On Friday in New York, talks between the two sides regarding a new collective bargaining agreement broke down with no immediate plans to meet again. They are not much closer to a resolution now than they were when meetings first began earlier this month.
The current CBA expires on September 15, and if there is no agreement by then, the owners will lock out the players.
The NHLPA presented a counter-offer to the league on Friday afternoon, in response to the leagues proposal earlier this week. Fehr said that the offer did not bear fruit with the NHL, before adding there were no further meetings scheduled at this time.
The NHL would like to reduce its financial burden when it comes to player salaries, while the NHLPA would like to see increased revenue sharing from the leagues most profitable teams. Currently, players take home 57 percent of hockey related revenue, but the NHLs latest proposal sees the players share max out at 50 percent with a gradual increase over the life of the six-year deal.

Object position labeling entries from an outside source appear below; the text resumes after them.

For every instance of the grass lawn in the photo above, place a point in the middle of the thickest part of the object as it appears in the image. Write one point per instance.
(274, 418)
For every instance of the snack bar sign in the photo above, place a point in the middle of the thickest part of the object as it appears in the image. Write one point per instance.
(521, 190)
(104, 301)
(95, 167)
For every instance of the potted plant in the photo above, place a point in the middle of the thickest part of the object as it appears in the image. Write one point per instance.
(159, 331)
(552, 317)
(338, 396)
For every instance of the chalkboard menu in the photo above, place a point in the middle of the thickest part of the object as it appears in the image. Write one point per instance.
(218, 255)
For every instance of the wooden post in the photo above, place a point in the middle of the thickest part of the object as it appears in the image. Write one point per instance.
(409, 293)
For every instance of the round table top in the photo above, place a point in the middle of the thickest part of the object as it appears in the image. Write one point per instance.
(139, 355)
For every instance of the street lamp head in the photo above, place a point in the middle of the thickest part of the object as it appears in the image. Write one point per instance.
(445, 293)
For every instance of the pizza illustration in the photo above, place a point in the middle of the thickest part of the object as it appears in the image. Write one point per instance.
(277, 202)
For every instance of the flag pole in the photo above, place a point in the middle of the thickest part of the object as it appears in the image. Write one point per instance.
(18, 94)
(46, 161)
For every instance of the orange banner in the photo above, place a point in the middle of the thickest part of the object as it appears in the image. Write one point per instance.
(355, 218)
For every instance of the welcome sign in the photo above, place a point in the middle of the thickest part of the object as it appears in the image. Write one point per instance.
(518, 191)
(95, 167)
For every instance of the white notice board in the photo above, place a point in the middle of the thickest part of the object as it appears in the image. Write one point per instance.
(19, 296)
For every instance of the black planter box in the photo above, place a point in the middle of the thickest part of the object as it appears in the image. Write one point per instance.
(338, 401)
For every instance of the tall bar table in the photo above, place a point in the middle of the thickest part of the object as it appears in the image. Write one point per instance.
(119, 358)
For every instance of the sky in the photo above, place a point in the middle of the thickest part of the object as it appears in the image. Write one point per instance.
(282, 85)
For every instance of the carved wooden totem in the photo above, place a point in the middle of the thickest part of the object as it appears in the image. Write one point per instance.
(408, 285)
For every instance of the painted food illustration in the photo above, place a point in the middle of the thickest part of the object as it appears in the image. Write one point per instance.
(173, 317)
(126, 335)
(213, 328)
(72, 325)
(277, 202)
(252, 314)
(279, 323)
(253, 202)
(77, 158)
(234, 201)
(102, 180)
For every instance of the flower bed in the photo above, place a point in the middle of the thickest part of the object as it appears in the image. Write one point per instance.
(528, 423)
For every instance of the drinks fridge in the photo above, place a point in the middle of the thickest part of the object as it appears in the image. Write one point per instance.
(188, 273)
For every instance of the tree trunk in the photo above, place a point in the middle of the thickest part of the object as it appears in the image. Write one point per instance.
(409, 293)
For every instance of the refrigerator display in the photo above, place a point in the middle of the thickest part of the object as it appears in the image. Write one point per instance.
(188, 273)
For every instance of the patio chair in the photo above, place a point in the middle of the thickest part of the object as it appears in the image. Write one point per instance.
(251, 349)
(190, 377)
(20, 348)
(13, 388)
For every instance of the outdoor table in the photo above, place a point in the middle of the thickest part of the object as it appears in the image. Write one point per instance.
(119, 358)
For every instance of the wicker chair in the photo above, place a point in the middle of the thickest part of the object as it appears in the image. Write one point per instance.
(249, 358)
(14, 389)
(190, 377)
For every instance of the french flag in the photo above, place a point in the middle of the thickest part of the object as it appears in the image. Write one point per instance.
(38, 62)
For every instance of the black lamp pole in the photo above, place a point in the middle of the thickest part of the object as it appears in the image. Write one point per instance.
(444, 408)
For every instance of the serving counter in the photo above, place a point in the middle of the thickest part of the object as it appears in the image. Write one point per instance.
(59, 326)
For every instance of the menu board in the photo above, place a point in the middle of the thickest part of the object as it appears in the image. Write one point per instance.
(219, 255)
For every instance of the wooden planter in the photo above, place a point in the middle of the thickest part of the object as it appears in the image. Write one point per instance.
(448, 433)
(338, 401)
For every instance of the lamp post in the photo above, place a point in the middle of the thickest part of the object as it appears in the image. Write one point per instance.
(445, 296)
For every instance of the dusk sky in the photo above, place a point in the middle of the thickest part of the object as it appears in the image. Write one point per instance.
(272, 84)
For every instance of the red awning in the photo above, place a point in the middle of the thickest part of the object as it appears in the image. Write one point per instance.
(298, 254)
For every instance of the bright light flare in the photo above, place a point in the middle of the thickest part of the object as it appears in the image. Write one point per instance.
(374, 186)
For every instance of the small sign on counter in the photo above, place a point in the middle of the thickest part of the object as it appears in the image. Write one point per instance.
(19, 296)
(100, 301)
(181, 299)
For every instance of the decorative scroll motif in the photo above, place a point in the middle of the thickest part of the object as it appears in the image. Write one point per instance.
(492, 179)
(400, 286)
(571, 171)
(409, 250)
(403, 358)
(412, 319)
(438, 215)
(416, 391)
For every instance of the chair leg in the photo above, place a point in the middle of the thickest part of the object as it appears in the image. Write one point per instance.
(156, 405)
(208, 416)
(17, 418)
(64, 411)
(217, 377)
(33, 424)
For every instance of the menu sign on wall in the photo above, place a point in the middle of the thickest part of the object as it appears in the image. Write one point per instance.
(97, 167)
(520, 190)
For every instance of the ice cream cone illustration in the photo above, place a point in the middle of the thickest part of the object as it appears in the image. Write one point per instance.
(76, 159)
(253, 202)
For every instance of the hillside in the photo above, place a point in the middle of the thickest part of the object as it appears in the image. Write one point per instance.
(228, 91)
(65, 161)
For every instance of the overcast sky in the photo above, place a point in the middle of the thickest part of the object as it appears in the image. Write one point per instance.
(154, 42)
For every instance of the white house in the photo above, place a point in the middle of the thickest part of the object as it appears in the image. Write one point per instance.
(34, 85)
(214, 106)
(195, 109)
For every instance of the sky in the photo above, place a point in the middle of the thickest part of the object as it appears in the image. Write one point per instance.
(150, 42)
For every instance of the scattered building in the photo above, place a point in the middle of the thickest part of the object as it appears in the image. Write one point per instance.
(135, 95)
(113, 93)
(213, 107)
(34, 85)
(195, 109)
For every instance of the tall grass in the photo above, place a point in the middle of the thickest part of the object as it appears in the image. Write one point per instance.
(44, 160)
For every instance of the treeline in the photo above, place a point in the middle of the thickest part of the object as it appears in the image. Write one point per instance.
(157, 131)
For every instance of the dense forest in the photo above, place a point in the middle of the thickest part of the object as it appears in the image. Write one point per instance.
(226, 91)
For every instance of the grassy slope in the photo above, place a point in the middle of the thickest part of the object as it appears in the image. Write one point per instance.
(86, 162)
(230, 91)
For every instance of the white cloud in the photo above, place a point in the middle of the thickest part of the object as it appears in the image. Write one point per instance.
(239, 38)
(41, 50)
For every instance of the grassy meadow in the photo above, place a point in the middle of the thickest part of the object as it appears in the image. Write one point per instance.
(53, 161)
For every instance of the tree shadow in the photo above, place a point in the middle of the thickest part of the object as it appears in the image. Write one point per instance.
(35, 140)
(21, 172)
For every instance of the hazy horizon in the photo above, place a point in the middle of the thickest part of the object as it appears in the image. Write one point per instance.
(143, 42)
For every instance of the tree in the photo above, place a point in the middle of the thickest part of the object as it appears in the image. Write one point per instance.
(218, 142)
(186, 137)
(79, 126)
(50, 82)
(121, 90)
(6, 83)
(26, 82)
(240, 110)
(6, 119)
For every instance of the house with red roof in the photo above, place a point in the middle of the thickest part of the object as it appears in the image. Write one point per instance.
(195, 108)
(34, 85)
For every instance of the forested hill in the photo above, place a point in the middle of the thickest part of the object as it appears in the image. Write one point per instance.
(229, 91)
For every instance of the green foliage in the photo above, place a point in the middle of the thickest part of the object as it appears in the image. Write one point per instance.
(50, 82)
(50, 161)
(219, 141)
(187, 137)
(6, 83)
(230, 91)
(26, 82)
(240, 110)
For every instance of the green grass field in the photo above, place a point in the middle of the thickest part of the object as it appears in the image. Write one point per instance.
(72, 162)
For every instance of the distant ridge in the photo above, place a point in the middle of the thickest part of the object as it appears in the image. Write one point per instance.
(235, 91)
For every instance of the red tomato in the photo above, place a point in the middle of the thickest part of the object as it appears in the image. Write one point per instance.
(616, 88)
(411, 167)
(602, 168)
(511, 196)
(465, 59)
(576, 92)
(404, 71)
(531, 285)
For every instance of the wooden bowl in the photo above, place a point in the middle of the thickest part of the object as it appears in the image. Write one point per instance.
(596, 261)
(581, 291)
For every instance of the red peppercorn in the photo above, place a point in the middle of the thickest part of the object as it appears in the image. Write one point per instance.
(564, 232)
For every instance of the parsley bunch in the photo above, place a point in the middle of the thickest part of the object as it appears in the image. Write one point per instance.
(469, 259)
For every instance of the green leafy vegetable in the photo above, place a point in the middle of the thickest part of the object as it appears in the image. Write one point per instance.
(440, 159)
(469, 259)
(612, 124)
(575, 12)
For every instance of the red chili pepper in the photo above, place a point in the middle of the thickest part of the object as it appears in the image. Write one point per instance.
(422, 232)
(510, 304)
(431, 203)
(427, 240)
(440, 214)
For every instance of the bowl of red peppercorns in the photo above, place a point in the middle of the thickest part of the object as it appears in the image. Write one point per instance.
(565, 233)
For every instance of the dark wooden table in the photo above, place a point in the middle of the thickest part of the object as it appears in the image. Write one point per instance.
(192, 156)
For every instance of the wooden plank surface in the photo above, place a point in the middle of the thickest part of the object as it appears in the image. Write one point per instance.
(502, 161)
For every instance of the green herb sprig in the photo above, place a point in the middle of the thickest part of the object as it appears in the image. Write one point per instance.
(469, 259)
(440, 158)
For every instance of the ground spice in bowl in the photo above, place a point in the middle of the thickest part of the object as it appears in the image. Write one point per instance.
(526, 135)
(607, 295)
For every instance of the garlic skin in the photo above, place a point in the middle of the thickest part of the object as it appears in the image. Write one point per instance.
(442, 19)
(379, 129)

The two sides, however, have yet to even agree on what constitutes hockey related revenue, as the league wants it to include other expenses that arent currently taken into consideration under the current agreement. The NHLPA unsurprisingly disagrees, and wants to leave the definition as is.
Rhetoric between the two sides also amped up on Friday, as Fehr said that it was the NHL that put a stop to the negotiations. Bettman replied later that it was the NHLPA that stonewalled the league.
Bettman also said that it would be harder to make a deal once the CBA expires, in a veiled threat to the union to lower its demands over the next two weeks.
I wish I had better news, said Bettman.
Hockey fans hoping for a full season surely agree.